Tuesday, January 29, 2019

Love With Both Hands



Several times a day, our dog Stella will insistent upon my attention. If I try to scratch her ears absently, while continuing to scroll through my Twitter feed for instance, she'll use her nose to commandeer my hands. She wants both hands; she wants my full attention because that's the way love works.

I often think that the domesticated dog is among the greatest of human creations. We've bred them for many purposes, of course, but at bottom, they exist for one reason and one reason only: to love.

That, at least, has been the priority of every dog with which I've ever lived. Sure, there are treats and walks and romps with playmates, but expressing love has always come first. This is why it's so tragic when a dog is abused: they continue to love, even when the object of their love is, to our minds, undeserving.

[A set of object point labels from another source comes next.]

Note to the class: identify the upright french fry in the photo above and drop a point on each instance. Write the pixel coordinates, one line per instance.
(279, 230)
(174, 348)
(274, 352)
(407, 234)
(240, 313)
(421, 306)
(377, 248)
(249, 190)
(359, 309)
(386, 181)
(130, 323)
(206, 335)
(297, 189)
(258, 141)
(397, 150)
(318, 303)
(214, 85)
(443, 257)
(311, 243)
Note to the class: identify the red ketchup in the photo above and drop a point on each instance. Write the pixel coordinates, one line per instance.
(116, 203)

There are times when it's annoying or inconvenient, when we brush our dogs away in our preoccupation, but we do so at our own peril. I sometimes feel that Stella thinks I'm a hopeless pupil, unable to grasp the simple, undeniable concept of love first. She persists even when I grumble at her. Indeed, it's when I'm at my most irritable and distracted that she makes her move, cautiously perhaps, ears and tail down, braving my mood in order to shove her head onto my lap as if to say: Let me show you the way. And she's right, I know she's right, there is nothing more important, nothing better, than this, and the moment I relent I realize that she is right. Of course, we love our partners, our children, our family, and friends. We may even love all of humanity and the entirety of creation, but unless we express it and often, that love is meaningless.

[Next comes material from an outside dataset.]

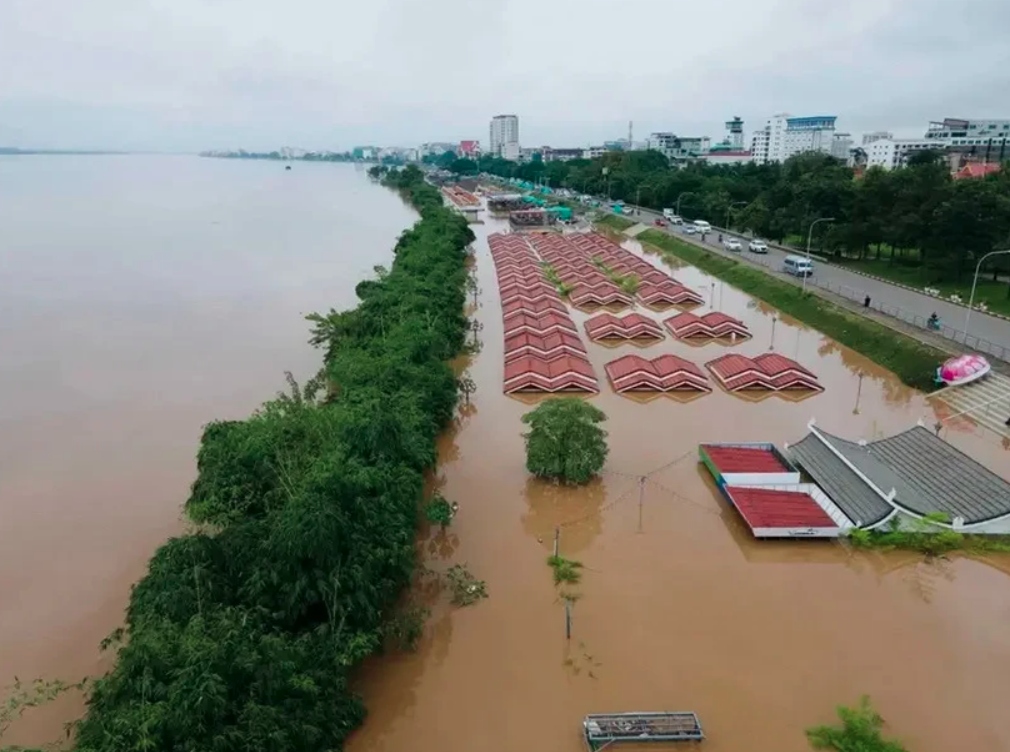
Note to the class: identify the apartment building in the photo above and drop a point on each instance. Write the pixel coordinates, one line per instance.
(505, 136)
(784, 136)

As the French proverb goes: "It is not enough to love; one must say it."

At the end of the day, I crawl into bed tired, ready for the distraction of a novel or a movie, but first Stella demands my undivided attention. She curls into me, licking my hands, my face. If I'm stroking her with one hand, she uses her paws to let me know that I must use my other hand has well. And then, once she has the all of me, she reaches out to my wife, pawing at her arms, drawing her in, insisting for the good of everyone everywhere that we take the time to really love, fully, with both hands.

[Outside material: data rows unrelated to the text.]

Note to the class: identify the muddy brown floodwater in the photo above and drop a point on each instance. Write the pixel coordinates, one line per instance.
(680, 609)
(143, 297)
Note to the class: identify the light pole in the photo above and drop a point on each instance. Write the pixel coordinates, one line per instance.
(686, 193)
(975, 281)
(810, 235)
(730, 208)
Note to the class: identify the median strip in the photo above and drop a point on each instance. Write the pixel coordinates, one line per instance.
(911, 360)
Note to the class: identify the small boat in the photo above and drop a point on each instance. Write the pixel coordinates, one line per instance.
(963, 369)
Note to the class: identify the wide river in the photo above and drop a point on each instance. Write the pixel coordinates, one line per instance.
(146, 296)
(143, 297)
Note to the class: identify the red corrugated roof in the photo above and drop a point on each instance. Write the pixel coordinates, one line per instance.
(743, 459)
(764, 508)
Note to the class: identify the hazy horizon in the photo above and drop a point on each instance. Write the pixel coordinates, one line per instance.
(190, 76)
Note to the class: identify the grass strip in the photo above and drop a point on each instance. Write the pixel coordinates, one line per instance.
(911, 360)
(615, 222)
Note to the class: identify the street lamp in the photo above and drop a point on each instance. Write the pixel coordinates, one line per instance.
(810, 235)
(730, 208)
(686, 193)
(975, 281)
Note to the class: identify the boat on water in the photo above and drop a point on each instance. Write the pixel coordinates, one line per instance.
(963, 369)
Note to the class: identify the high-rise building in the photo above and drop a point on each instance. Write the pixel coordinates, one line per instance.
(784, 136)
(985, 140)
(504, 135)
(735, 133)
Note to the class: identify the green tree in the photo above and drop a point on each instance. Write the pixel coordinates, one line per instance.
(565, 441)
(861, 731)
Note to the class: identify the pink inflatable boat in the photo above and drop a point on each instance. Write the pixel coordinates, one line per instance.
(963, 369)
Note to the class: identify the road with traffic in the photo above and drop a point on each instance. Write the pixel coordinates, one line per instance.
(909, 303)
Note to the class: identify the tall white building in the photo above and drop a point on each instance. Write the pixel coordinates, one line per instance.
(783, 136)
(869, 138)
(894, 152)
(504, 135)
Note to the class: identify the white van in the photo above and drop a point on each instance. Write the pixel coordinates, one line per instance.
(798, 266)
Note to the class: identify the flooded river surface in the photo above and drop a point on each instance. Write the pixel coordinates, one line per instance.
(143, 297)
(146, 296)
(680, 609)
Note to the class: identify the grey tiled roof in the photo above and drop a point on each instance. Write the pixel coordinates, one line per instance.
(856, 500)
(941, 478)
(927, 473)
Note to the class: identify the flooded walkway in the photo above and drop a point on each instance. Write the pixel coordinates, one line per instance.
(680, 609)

Our children are born with this wisdom as well, of course, living, breathing reminders that if love doesn't come first, then maybe it isn't love at all. I think, however, that we too often don't heed their message, especially as they move beyond the first months of life. We start to develop agendas for them, expecting them to walk and talk and toilet and dress themselves and go off to a good college, ignoring the greater wisdom they come into our lives to impart. There are times when it's annoying or inconvenient, but they are not just trying to get our attention: they are seeking to express their love and they are insisting that you express yours as well, with both hands.